Trump’s address was an unusual moment, affording a handful of business executives an opportunity to publicly question the U.S. president on issues that affect their businesses, or in some cases their specific investments, projects and interests.

Some of his harshest criticism was reserved for traditional U.S. allies Canada and the European Union, who he threatened again with new tariffs, while berating them for allowing trade surpluses with the United States.

“One thing we’re going to be demanding is we’re going to be demanding respect from other nations. Canada. We have a tremendous deficit with Canada. We’re not going to have that anymore,” he said.

He sharply criticized his predecessor Joe Biden and policies that have dominated at Davos for years, from climate change to diversity. Former U.S. Secretary of State John Kerry, who served under Biden, visibly winced as he listened.

Some Davos attendees were complimentary of his direct style afterward while others gently disagreed with his remarks.  

“It’s not particularly strange that you want to foster growth in your own country,” Espen Barth Eide, minister of foreign affairs for Norway, told Reuters after Trump’s speech. “But of course, we believe that we are better off in the world of free trade, where we exchange goods and services openly.”

NUCLEAR ARMS AND PUTIN

Trump promised to reduce inflation with a mix of tariffs, deregulation and tax cuts along with his crackdown on illegal immigration and commitment to making the United States a hub of artificial intelligence, cryptocurrencies and fossil fuels.

“The United States has the largest amount of oil and gas of any country on Earth, and we’re going to use it,” Trump said. “Not only will this reduce the cost of virtually all goods and services, it will make the United States a manufacturing superpower.”
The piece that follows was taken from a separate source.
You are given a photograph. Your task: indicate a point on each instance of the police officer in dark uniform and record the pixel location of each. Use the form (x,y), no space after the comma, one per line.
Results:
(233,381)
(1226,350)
He said he was seeking talks with Russian President Vladimir Putin on the war in Ukraine and wants Russia and China to work towards nuclear arms reductions. 

Trump also repeated a string of familiar falsehoods – that the U.S. had the cleanest air and water during his first term and that there was a “Green New Deal” in the United States that he had repealed. 

Since taking office, Trump has withdrawn the United States from the World Health Organization and the Paris climate agreement. He says he will rename the Gulf of Mexico as the Gulf of America, though other countries may not adopt the new name. He has also threatened to take back the Panama Canal from Panama.

He has moved quickly to crack down on immigration, expand domestic energy production and has threatened to impose steep tariffs on the European Union, China, Mexico and Canada.

He also pardoned more than 1,500 supporters who attacked the U.S. Capitol on Jan. 6, 2021, in a failed effort to overturn his 2020 election loss, drawing outrage from lawmakers and police whose lives were put at risk.

Trump is moving to dismantle diversity programs within the U.S. government and is pressuring the private sector to do so as well. That has left some in Davos searching for new words to describe workplace practices that they say are essential to their businesses.